It (the Viewsonic box) also has an S-video input, which I've played with, but didn't notice any real difference in quality.

One drawback is that the remote, seen here in a separate auction by a different seller

http://www.ebay.com/itm/VIEWSONIC-R...612?pt=LH_DefaultDomain_0&hash=item19cc4300ec

in addition to being poorly laid out, uses some oddball code nobody else in the world does, so your TiVo remote won't be able to control the volume on it.

Here's another one new in box

http://www.ebay.com/itm/ViewSonic-V...744?pt=LH_DefaultDomain_0&hash=item256af40c28

and here's something else from them with a VGA output

http://www.ebay.com/itm/ViewSonic-N...965?pt=LH_DefaultDomain_0&hash=item5d31d2c85d

but I'm also going to mention it to the guy in the other thread with the tunerless LCD monitor he got his dad.


----------



## replaytv (Feb 21, 2011)

Thanks for the suggestion, but I think if I am going to pay $75, then I would just buy a HD TV for about $100, so $25 more.
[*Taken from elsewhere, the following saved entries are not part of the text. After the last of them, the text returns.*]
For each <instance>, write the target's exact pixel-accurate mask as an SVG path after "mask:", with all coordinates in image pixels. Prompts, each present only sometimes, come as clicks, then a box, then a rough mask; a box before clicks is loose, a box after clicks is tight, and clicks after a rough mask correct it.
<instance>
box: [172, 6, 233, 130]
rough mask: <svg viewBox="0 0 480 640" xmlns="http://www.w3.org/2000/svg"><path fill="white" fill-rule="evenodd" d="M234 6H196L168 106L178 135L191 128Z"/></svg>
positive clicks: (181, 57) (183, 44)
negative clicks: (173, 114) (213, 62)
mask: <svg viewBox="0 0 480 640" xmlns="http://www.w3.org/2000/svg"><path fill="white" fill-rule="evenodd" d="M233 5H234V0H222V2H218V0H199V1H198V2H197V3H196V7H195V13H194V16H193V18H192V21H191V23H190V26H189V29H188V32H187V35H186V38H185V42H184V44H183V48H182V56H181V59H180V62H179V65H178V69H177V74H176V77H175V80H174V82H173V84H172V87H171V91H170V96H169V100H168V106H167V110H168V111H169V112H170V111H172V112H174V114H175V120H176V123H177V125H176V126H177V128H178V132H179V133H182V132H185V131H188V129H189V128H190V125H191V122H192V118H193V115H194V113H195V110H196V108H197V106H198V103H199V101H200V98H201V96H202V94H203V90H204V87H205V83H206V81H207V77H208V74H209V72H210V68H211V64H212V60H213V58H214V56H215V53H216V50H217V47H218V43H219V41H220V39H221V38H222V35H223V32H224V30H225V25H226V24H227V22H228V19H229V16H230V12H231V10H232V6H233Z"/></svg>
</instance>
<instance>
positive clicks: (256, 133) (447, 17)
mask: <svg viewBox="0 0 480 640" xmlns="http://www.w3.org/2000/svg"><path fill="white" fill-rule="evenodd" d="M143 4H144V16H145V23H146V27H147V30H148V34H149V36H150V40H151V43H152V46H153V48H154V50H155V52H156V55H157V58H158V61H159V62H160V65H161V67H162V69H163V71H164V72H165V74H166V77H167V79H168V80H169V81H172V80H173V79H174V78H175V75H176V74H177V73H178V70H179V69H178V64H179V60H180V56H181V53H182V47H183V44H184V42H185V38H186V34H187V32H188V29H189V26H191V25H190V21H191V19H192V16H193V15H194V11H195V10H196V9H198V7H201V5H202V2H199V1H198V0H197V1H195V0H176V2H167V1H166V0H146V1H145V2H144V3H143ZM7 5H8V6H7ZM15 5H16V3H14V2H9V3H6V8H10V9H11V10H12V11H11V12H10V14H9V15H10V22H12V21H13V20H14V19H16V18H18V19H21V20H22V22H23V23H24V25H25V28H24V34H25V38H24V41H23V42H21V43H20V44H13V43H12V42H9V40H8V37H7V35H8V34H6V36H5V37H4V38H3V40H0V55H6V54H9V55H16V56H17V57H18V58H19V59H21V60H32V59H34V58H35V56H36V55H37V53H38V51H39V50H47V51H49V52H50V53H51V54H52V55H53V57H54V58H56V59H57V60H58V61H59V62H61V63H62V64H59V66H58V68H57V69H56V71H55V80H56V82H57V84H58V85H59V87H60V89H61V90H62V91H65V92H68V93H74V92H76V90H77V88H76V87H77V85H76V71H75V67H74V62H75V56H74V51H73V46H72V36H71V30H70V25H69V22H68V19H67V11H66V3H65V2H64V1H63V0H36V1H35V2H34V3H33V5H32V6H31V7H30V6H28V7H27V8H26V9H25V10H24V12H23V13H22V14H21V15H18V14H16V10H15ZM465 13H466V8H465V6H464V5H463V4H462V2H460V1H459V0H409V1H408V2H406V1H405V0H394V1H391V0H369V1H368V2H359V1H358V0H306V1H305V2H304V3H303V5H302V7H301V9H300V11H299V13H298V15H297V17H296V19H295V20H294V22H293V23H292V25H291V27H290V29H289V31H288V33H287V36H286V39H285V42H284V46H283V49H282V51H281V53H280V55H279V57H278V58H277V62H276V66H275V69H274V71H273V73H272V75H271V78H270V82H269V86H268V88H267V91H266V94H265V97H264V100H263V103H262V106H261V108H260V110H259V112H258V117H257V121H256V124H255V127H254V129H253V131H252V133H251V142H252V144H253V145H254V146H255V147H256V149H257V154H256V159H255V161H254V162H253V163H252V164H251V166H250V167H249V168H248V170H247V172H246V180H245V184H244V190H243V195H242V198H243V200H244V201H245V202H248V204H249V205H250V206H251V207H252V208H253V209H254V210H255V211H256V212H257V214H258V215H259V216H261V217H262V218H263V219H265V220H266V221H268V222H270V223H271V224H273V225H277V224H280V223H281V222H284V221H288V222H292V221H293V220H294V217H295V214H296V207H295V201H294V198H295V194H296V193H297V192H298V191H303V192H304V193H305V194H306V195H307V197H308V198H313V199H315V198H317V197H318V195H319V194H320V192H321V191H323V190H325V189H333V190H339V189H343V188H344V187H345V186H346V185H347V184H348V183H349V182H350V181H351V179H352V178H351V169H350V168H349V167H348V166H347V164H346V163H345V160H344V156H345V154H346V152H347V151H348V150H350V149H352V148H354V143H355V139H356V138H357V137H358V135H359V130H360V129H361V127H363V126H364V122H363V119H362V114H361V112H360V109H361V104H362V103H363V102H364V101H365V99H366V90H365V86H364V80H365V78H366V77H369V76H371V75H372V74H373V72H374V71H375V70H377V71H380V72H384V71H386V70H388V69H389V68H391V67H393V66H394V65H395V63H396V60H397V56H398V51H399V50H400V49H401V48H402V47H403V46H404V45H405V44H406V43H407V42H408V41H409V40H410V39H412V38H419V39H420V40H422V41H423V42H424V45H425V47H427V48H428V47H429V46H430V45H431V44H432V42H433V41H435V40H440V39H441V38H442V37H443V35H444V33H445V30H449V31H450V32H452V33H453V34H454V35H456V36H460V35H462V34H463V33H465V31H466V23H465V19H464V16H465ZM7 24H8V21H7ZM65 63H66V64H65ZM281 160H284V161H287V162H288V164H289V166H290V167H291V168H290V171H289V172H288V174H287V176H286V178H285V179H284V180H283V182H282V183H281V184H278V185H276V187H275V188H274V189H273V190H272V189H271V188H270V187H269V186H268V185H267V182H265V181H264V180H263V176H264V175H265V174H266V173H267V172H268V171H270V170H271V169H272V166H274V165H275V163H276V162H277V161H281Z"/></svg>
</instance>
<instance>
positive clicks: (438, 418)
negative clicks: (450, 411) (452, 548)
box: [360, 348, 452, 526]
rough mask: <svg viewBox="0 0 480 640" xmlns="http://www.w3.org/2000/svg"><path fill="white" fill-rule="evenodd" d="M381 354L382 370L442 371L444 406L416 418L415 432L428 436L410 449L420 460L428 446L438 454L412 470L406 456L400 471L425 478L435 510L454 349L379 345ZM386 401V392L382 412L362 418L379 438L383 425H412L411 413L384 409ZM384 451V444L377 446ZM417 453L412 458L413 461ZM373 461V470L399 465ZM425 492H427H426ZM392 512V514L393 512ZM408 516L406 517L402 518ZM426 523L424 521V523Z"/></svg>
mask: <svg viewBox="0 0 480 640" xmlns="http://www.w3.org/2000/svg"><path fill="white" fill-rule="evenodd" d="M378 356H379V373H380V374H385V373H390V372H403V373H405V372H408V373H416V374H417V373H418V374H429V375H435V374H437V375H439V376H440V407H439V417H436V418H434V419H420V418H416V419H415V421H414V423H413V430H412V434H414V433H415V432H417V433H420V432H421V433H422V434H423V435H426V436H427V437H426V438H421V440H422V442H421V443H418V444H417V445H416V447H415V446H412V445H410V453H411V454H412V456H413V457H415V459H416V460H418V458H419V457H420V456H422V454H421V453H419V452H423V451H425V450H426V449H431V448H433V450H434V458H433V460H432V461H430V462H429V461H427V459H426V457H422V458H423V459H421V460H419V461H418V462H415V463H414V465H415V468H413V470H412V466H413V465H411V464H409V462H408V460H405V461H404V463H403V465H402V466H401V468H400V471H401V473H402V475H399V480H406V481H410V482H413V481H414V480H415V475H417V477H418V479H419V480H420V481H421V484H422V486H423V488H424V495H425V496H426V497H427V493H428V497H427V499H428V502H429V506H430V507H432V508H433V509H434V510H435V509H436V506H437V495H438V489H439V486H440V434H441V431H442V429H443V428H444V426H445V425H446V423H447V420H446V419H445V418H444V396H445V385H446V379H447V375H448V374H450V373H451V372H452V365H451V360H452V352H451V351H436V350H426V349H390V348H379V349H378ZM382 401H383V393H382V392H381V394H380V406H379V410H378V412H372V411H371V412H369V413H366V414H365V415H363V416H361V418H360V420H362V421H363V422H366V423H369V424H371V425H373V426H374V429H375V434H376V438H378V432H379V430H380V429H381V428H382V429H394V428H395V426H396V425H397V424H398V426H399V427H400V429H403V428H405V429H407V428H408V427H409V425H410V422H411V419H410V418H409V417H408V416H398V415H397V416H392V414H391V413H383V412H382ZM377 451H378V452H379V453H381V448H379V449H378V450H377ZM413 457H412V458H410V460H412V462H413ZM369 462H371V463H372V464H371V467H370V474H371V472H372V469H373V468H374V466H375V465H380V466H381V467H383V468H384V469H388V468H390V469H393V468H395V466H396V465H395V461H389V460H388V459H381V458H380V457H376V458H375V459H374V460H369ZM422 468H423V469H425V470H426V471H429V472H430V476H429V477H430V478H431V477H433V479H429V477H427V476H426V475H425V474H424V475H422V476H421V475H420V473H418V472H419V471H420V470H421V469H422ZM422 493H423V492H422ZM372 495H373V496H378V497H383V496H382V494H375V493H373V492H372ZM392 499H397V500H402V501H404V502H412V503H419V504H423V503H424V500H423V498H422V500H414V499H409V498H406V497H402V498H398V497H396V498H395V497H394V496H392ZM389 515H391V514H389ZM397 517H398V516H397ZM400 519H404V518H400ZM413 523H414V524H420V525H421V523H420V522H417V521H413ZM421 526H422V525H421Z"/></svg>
I don't really have any money to be doing any of this. I was hoping to get a cord for $5 or $10 bucks that would work, and still may be able to with the ones mentioned. And who knows, if someone offers me enough for the Premiers, then I would have to let them go.



unitron said:


> So you want the Premiere and a computer monitor in the bedroom?
> 
> I've got one of these
> 
> ...


----------